Le comité de suivi de la loi pour la refondation de Mayotte démarre sous tension. Dès sa première réunion, organisée à Paris, les critiques émergent, notamment du sénateur Saïd Omar Oili, qui pointe des désaccords de fond sur la méthode et le fonctionnement.
Dans un courrier adressé aux membres, il exprime clairement ses réserves. Il souligne ne pas être en phase avec l’approche retenue par le comité, notamment la désignation de rapporteurs thématiques et la perspective de réunions espacées dans le temps. Une organisation jugée peu adaptée à l’urgence de la situation locale.
Plus largement, la question de la pertinence du lieu interroge.
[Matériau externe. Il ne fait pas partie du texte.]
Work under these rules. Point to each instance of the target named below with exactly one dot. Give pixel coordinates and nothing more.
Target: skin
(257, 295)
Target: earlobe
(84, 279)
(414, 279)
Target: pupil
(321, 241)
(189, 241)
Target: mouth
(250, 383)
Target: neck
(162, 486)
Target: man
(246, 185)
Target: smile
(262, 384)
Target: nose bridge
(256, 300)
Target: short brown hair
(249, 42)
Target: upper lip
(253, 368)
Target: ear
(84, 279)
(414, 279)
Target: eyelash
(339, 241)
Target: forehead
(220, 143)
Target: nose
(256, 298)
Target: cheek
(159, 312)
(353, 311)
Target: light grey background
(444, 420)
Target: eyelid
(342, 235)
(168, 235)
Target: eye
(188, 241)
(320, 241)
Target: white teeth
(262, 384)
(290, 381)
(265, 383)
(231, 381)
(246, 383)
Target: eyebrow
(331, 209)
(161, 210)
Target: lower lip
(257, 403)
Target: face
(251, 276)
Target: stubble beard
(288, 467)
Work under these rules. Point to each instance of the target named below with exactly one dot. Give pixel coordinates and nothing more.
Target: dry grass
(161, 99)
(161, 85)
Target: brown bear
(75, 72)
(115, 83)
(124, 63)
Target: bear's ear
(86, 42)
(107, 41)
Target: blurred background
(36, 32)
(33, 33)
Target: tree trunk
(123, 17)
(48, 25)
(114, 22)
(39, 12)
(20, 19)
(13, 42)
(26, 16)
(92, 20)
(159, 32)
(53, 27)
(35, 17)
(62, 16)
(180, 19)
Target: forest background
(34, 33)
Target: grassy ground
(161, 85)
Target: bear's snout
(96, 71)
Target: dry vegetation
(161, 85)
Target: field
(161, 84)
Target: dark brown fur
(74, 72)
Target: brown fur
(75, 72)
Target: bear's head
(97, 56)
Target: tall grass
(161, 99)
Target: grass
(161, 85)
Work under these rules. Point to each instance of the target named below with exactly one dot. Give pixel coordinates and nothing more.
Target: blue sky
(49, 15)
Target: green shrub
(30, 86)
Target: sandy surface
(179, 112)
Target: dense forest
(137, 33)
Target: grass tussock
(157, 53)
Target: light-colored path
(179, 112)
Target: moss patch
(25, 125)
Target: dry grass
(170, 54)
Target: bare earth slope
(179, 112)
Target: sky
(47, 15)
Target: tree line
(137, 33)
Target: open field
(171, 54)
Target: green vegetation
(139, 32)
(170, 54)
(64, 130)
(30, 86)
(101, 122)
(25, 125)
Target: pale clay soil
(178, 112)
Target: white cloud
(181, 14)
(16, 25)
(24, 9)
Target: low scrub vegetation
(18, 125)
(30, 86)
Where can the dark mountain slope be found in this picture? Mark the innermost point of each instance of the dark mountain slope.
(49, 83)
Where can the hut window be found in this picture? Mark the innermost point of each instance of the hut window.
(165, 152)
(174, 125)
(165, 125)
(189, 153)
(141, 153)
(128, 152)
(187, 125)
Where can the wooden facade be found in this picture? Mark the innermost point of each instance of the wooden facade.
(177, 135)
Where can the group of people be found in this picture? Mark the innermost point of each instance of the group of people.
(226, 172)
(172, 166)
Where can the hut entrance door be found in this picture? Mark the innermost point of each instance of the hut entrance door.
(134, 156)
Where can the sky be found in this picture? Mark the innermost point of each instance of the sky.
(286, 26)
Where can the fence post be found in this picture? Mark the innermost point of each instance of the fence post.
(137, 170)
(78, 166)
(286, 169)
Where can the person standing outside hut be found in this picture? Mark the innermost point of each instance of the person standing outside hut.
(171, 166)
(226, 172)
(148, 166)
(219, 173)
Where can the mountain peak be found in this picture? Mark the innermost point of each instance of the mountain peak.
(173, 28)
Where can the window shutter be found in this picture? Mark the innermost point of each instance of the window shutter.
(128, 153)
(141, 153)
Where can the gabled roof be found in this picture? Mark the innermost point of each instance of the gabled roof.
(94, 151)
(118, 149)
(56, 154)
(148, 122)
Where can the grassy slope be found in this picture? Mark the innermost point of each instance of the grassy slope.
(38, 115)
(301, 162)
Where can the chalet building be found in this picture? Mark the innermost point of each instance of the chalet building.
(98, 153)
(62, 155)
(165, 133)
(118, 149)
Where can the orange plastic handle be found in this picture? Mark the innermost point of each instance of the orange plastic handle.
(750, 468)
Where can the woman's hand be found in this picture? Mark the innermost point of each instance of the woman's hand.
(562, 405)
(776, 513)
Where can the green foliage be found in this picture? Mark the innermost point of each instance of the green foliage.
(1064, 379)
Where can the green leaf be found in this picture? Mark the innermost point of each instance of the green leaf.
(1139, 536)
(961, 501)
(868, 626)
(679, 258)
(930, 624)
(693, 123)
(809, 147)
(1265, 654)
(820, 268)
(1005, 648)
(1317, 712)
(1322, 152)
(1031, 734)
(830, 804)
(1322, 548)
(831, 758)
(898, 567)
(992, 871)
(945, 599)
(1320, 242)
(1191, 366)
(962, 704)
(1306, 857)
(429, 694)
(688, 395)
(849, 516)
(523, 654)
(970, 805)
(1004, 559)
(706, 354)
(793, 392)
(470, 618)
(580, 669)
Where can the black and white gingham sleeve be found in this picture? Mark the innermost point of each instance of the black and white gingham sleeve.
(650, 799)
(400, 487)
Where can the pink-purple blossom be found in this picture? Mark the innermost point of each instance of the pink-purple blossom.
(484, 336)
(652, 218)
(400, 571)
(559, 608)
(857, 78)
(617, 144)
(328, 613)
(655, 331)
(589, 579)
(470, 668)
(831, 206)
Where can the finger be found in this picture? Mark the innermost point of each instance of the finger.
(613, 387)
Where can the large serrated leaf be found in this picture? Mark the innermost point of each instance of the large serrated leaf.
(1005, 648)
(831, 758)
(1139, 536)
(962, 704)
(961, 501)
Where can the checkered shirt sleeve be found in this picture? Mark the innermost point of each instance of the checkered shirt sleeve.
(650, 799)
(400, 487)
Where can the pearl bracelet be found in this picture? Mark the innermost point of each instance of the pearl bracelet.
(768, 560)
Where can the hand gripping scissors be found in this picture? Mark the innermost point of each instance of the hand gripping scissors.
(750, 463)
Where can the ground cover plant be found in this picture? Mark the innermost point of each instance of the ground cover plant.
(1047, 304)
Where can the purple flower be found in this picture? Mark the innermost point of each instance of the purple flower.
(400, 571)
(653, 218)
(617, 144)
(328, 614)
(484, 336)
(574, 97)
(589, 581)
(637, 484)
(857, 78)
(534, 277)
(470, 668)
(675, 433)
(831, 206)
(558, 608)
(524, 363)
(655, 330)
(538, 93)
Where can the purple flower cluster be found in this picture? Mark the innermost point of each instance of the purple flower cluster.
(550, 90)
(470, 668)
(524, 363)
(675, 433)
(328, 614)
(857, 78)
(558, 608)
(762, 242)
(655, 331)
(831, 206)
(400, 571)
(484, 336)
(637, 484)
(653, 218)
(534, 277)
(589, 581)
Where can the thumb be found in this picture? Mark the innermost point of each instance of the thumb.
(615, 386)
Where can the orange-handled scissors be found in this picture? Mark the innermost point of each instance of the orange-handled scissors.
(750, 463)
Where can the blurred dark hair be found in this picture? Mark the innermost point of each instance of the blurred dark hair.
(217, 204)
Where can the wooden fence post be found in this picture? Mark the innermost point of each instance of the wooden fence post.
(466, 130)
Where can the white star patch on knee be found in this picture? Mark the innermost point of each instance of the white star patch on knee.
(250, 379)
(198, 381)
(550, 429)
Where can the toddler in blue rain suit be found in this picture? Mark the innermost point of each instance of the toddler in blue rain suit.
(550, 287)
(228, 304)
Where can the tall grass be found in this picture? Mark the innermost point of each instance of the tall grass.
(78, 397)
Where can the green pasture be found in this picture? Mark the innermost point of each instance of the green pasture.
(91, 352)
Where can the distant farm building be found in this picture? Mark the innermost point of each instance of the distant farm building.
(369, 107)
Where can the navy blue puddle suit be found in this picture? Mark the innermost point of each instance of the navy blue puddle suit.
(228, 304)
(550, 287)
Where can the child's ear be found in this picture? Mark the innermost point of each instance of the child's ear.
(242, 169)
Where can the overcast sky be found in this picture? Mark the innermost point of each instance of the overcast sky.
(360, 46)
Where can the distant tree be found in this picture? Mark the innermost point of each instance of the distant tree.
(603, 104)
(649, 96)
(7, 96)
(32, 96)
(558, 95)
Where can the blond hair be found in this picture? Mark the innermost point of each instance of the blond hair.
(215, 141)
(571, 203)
Pourquoi organiser ce comité à Paris, à plus de 8 000 kilomètres du territoire concerné, alors même qu’il s’agit de suivre la reconstruction de Mayotte ? Pour beaucoup, cette distance symbolise un décalage persistant entre les décisions et la réalité du terrain.
Car pendant que les échanges se tiennent dans la capitale, la population mahoraise continue de faire face à des difficultés concrètes, liées à la reconstruction et aux conditions de vie. Dans ce contexte, l’efficacité d’un tel comité dépendra de sa capacité à produire des résultats tangibles, rapidement.
Faute de quoi, ce comité pourrait bien rejoindre la longue liste des instances perçues comme éloignées des préoccupations locales. Un énième cadre de réunion, sans impact réel pour les habitants, alors même que l’attente d’actions concrètes reste forte sur le territoire.